The industry group said it doesn’t believe federal law authorizes the Centers for Medicare & Medicaid Services to mandate providers’ participation in such models. “As such, CMS should make them voluntary,” the hospital group said.
Separately, the government delayed until January 2018 some aspects of these EPM and CJR payment models, in a notice set for May 19 Federal Register publication.
The FAH’s letter cited the Feb. 24 executive order by Trump, ordering a reduction in “unnecessary regulatory burdens placed on the American people.”
Kahn praised the Trump administration’s regulatory reform efforts. “This executive order has started a critically important dialogue that we hope will ultimately improve the quality of care for patients,” he said.
“The administration had been very open and receptive,” Lisa Tofil, an attorney at Holland & Knight in Washington, told Bloomberg BNA May 18. “It seems they really welcome people’s ideas on how to improve efficiency and reduce costs. Any regulatory relief that could be provided would be helpful, especially from the provider side.”
The FAH recommended the CMS permanently end the controversial home-health demonstration, a program intended to reduce home-health fraud in states that have historically seen high levels of fraud. The FAH said the demonstration is riddled with problems, such as delayed claims and extended wait times in submitting the pre-claims for approval, which affected hospital workflow and negatively affected outcomes for beneficiaries.

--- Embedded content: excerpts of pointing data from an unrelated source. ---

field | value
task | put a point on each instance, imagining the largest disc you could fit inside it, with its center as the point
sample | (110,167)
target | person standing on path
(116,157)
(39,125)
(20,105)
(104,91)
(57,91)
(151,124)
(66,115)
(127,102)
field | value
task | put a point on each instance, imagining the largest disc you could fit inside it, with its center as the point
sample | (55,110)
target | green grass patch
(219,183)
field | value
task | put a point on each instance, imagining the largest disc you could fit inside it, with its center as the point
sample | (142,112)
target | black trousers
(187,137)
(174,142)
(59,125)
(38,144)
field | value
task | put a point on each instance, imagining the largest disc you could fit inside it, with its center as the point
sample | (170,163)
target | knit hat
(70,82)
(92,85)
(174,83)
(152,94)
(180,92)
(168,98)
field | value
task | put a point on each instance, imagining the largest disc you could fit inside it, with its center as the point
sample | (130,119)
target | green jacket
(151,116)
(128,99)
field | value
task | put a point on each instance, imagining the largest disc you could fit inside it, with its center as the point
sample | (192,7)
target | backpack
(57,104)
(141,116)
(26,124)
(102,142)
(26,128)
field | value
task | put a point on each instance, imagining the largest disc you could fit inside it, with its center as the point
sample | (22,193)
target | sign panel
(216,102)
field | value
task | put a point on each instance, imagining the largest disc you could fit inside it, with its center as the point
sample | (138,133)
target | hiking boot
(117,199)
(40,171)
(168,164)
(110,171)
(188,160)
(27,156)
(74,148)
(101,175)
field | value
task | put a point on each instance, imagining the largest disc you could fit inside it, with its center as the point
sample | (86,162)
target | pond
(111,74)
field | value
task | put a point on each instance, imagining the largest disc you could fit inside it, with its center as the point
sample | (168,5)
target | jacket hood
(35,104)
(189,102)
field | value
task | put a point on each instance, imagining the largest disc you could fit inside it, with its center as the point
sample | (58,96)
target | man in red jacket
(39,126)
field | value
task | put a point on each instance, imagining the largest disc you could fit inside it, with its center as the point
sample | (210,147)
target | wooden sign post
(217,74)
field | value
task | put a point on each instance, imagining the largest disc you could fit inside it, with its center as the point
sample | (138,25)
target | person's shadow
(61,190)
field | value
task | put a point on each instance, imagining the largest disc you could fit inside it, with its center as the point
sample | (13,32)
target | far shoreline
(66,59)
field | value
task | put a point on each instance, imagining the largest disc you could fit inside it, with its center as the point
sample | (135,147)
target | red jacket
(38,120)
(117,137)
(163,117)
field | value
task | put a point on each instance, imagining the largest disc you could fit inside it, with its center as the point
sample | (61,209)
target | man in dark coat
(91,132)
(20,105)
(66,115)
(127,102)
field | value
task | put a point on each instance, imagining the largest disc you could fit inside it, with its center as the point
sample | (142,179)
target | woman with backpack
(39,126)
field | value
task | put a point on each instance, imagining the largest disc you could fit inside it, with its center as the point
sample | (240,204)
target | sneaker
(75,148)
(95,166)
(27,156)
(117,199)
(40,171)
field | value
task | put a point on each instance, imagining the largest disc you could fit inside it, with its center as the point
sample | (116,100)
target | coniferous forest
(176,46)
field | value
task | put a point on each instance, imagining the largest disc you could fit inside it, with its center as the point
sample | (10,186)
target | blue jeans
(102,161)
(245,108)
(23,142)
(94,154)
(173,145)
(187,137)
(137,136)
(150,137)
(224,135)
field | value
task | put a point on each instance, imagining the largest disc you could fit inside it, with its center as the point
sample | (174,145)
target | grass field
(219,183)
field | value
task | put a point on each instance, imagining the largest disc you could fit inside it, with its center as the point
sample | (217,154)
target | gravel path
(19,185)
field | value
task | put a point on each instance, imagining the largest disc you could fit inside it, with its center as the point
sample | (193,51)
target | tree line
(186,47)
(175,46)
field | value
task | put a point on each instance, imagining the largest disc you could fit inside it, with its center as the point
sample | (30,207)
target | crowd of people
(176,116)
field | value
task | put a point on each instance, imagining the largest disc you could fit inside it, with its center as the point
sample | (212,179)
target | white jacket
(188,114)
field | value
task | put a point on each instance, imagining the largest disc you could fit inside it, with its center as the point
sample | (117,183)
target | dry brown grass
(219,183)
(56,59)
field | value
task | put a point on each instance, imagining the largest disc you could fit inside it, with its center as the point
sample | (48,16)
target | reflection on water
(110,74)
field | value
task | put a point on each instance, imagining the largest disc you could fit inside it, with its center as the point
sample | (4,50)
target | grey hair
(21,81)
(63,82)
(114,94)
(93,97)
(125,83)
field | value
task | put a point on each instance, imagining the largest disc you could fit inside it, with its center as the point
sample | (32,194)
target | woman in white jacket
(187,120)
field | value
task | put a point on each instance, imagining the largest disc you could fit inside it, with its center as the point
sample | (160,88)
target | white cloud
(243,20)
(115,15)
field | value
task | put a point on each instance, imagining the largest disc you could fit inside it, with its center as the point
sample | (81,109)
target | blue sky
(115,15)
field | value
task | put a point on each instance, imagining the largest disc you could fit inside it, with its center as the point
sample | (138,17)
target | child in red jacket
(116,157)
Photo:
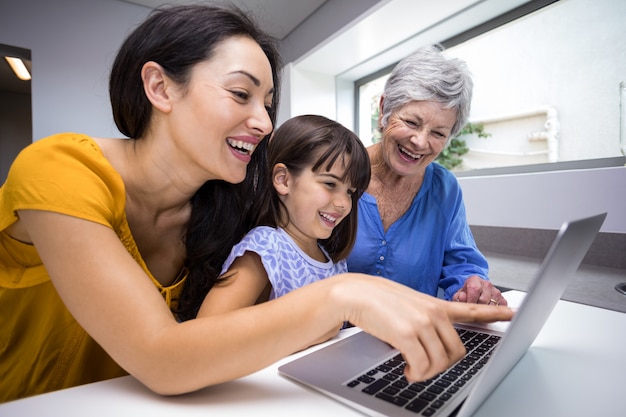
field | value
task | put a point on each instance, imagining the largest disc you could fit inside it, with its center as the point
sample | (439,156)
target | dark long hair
(315,142)
(177,38)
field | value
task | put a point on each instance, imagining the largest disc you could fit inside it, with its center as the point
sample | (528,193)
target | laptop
(366,373)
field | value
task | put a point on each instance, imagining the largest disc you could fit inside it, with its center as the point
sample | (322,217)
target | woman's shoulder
(65,173)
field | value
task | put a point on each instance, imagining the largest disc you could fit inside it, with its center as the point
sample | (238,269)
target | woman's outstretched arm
(116,303)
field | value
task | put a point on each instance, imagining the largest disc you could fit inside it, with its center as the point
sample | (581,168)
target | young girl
(306,224)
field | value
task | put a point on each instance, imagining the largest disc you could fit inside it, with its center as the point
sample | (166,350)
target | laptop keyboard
(387,381)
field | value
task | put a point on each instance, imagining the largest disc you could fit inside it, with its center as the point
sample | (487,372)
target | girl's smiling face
(316,202)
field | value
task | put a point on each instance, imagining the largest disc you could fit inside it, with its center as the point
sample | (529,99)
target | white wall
(72,43)
(545,200)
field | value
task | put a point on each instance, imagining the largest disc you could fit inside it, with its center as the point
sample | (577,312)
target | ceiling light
(18,67)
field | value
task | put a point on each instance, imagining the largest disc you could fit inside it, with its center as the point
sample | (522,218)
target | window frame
(480,29)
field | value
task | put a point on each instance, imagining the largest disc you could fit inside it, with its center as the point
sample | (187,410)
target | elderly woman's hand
(479,291)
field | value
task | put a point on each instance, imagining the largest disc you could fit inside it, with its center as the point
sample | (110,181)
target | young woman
(99,236)
(307,215)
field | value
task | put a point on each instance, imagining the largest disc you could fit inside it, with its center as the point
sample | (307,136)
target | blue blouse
(430,246)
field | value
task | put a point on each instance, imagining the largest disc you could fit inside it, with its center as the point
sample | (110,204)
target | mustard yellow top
(42,348)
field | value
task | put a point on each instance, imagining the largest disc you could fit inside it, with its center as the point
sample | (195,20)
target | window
(547,85)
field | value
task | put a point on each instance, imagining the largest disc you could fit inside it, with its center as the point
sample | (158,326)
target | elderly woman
(412,223)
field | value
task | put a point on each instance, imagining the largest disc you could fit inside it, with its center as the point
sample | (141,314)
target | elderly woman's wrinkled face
(415,135)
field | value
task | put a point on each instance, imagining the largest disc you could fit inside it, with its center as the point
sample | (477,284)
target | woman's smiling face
(415,135)
(222,114)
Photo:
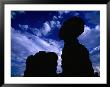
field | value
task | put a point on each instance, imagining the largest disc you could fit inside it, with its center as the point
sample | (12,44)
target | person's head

William Dombi, vice president for law at the National Association for Home Care and Hospice, told Bloomberg BNA May 18 that ending the home-health pre-claim “would save Medicare a few hundred million dollars.” Dombi is a Bloomberg BNA advisory board member.
The AHA also supported ending the program.
“We support the Administration’s current pause on the onerous home health pre-claim review demonstration,” Kim said. “We urge CMS to instead consider more targeted policies, such as education and other interventions that only focus on agencies and/or claims with high payment error rates.”
Also on the list of issues highlighted by the FAH in its letter was the Recovery Audit Contractor program, under which the RAC contractors receive payment based on their denials of Medicare claims. Industry said this has led to “overzealous denials, delayed payments to health care providers for appropriate services, and a years-long backlog of appeals.”